A man with a skippy kind of walk went past. He looked the picture of misery; wet and bedraggled, ragged clothing – like a prisoner from Stalag 17. He turned at the corner, looked about, and came back. “Uh-o,” Wilson thought, “Here comes Mr Jordan.”
The man sat on the blind side of him, so they were back to back. They were close enough to speak but on separate tables. Wilson sneered at the man’s reflection in the glass and said, “You ought to keep out of the rain, man.”
Jordan said nothing. He seemed nervous. He ordered a glass of milk from the waitress, Marie-Louise, and Wilson sneered again. “So what’s the quiet man want done this time?”
The go-between spoke in a soft voice, like it was pillow talk “The candidate is Sir William Stratton. He upset Juno, you don’t need to know why, and the man wants him dead. You know how he hates the English. Patient, quiet and careful is how he wants it done, however.”

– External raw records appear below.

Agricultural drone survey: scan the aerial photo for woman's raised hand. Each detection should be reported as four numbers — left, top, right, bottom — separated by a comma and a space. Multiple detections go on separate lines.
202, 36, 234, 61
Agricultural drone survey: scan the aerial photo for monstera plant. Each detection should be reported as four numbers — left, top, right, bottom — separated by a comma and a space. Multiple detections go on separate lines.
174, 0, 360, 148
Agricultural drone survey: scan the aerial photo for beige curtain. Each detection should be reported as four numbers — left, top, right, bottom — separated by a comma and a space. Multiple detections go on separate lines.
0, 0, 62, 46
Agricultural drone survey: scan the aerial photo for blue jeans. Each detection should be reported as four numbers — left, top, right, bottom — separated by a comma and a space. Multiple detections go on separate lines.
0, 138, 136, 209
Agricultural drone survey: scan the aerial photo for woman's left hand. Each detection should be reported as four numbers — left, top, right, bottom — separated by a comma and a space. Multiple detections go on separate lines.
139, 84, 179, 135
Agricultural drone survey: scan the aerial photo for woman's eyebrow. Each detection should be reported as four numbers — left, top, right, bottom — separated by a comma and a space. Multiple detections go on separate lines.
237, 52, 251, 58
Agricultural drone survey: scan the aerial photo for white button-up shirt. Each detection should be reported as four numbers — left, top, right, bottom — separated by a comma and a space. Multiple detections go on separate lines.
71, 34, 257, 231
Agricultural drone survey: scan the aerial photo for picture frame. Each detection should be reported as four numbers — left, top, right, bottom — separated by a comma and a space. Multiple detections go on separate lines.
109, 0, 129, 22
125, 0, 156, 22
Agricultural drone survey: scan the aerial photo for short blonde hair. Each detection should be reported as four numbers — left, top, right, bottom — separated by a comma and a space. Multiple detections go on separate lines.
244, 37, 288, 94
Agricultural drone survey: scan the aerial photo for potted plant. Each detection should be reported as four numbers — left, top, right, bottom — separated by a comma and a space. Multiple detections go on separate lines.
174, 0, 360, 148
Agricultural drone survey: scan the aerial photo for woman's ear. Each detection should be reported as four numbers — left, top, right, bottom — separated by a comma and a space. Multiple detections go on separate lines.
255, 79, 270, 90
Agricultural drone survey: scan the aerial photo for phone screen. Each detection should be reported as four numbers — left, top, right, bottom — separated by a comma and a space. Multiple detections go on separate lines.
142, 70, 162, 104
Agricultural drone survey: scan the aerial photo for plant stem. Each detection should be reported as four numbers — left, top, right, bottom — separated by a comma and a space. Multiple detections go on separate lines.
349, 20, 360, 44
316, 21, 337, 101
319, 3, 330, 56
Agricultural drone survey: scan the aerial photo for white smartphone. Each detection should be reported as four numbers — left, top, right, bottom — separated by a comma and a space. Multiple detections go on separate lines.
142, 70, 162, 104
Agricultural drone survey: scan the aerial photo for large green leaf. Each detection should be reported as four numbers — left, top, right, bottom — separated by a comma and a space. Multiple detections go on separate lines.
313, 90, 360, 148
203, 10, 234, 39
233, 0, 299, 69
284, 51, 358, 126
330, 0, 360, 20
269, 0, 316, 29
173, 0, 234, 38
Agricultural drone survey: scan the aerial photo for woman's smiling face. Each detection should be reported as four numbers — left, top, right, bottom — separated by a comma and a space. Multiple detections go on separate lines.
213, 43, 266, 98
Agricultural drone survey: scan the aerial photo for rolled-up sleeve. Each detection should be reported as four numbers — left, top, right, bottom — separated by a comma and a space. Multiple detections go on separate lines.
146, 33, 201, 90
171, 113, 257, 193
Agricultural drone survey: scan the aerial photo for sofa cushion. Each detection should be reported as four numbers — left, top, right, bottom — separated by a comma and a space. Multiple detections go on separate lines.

“OK. Not with a sling blade then,” Oliver said with the ghost of a grin. “To each his own, but there’s still plenty of ways to kill a mockingbird. Consider it done. He’s a dead man walking.”
“Here’s the sting in the tail. If you don’t do it right you’ll be on Schindler’s list yourself. The underworld academy never forgets. Mess it up and there will be blood. Yours, my friend.”
Wilson shrugged. “I want to live. When the red balloon goes up you’ll know it’s done.
Having made the French connection, Wilson headed for the Gare du Nord and arrived on the waterfront in Dover with the dawn patrol. He set out good Will hunting and found Stratton at the big house in a little hamlet called Gosford Park.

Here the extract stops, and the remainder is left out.